What a growing number of us in the working class are realizing is that our political and economic systems are corrupt. In grad school, when I was studying business and sustainable systems, they would say how the system isn’t broken—it’s working exactly as it’s designed to work. Case in point: if you’re poor, you pay interest; if you’re rich, you collect interest. Both are reinforcing feedback loops that keep one in their socio-economic status.
I recently watched online a panel discussion at the New School with bell hooks, where she shared how she thinks being in conversation is one of the most effective learning techniques. That stuck with me. Being in dialogue is a fluid dance that sparks genuine engagement, and I know I learn so much through conversations with friends on emerging topics. An important one of late has been wealth inequality.

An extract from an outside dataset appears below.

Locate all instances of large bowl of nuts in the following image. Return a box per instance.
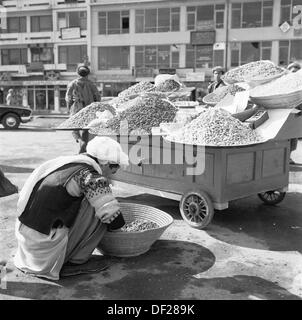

Class consciousness is on the rise. While it can be a slippery slope between awareness and despair, ignorance is not bliss. Knowledge is power. And the right question at the right time can be transformational. So what are the questions we need to be asking?
My faith is guiding me to listen more, to myself, and to my carefully selected teachers. I’m also feeling led to ask questions more loudly. I want to start honing in on those juicy questions that engage critical thinking to help us progress to where we know we need to go, which is a post-capitalism world. The work of the Post Growth Institute has been a brilliant beacon by facilitating beautiful offerings like the “Offers and Needs Market,” and so has adrienne maree brown’s work on Emergent Strategy. There are many others lighting and leading the way.
For the vast majority of us in the working class, the situation has become untenable.
And we are coming together like never before. Some are saying it’s no longer right vs. left, but bottom vs. top. As a Quaker I know better than to relish in any adversarial dynamic, but the imbalance has become so undeniable that it can no longer be ignored.
The people are waking up.
How then, do we as a Quaker community address this?
How can we act with a moral clarity similar to that of Lucretia Mott, who helped lead the abolition and women’s rights movements, and advocated not buying the products of slave labor?
How can we show up with the fervency of old Friends like Benjamin Lay, who sprayed fake blood on wealthy slave owning Quakers at the Burlington, NJ Meeting?
How do we organize and build bridges for the emerging environmental and economic justice movements with the vision and diligence of Bayard Rustin who mentored Dr. Martin Luther King, Jr. in nonviolent civil resistance?
Rather than shy away from them, how can we as Quakers reclaim and embrace our radical roots?
What does evolving past strategies look like to branch out for organizing and movement building?